# My Balloon Molly finally had her babies today! As always I provide PICTURES!



## crazyfishlady (Nov 4, 2007)

Yes, I know a Balloon Molly is just a deformed molly and many fish keepers are against keeping and or breeding deformed fish. Well, I didn't know it was a deformed fish at the time of purchase. Anywho, she had her babies and here's some pics:


----------



## crazyfishlady (Nov 4, 2007)

End result: about 30 fry! Surprisingly she didn't try to eat any of them.


----------



## Shaggy (Apr 29, 2005)

Nice. They look great.


----------



## emc7 (Jul 23, 2005)

Wow, you are really lucky she lived. People like how they look, but they do have a higher mortality rate. Breeding the ones who live should, over the long term, make future generations less fragile.


----------



## crazyfishlady (Nov 4, 2007)

Oh really? I didn't know that. This is actually her third batch.


----------



## Kurtfr0 (Nov 2, 2008)

nice! baby fishes are funnn. Ballon mollys are sorta popular too.


----------



## Guest (Apr 2, 2009)

wow! nice goin CFL! congrats!


----------



## aquatico (Mar 5, 2009)

Congrats they look great!  I had my first successful fry a few weeks ago. They are cute I can't wait till I can take them out of the breeder net!


----------



## Dragonbeards (Dec 14, 2008)

Congrats on the fry! They are so cute, and you got 30 of them? Wow.


----------



## rskb3467 (Mar 29, 2009)

Congrats! really neat pics of the birth!! I hope I can see my guppies and my platy have their fry!!!


----------



## fish bubbles (Mar 17, 2009)

ok , im new to this site. but i am not seeing any pictures that you said are posted. what am i missing?


----------



## crazyfishlady (Nov 4, 2007)

Really?

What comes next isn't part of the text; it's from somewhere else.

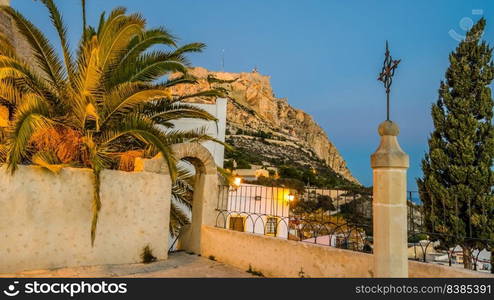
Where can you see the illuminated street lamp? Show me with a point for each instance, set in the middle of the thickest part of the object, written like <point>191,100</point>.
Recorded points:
<point>237,181</point>
<point>291,197</point>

That's strange. You can try holding down ctrl + alt and then click the refresh button. Tell me if you see anything then.


----------



## fish bubbles (Mar 17, 2009)

the only picture i see is your avatar


----------



## crazyfishlady (Nov 4, 2007)

What are you using? Firefox, Internet Explorer, AOL,...?


----------



## Guest (Apr 3, 2009)

works fine for me......


----------



## fish bubbles (Mar 17, 2009)

im using internet explorer


----------



## smark (Dec 2, 2008)

Those are great looking pictures you captured. Congrats.


----------



## SunshinePlaty (Mar 14, 2009)

Aw, congrats. They're so cute! My friend's molly had babies a little while ago. I was surprised that ballon mollies don't try to eat the fry like other fish do.


----------



## elvis332 (Dec 29, 2007)

wow there big and colorful


----------



## fish bubbles (Mar 17, 2009)

i tried viewing this thread here at home this time, i can see them. that is awesome!!!


----------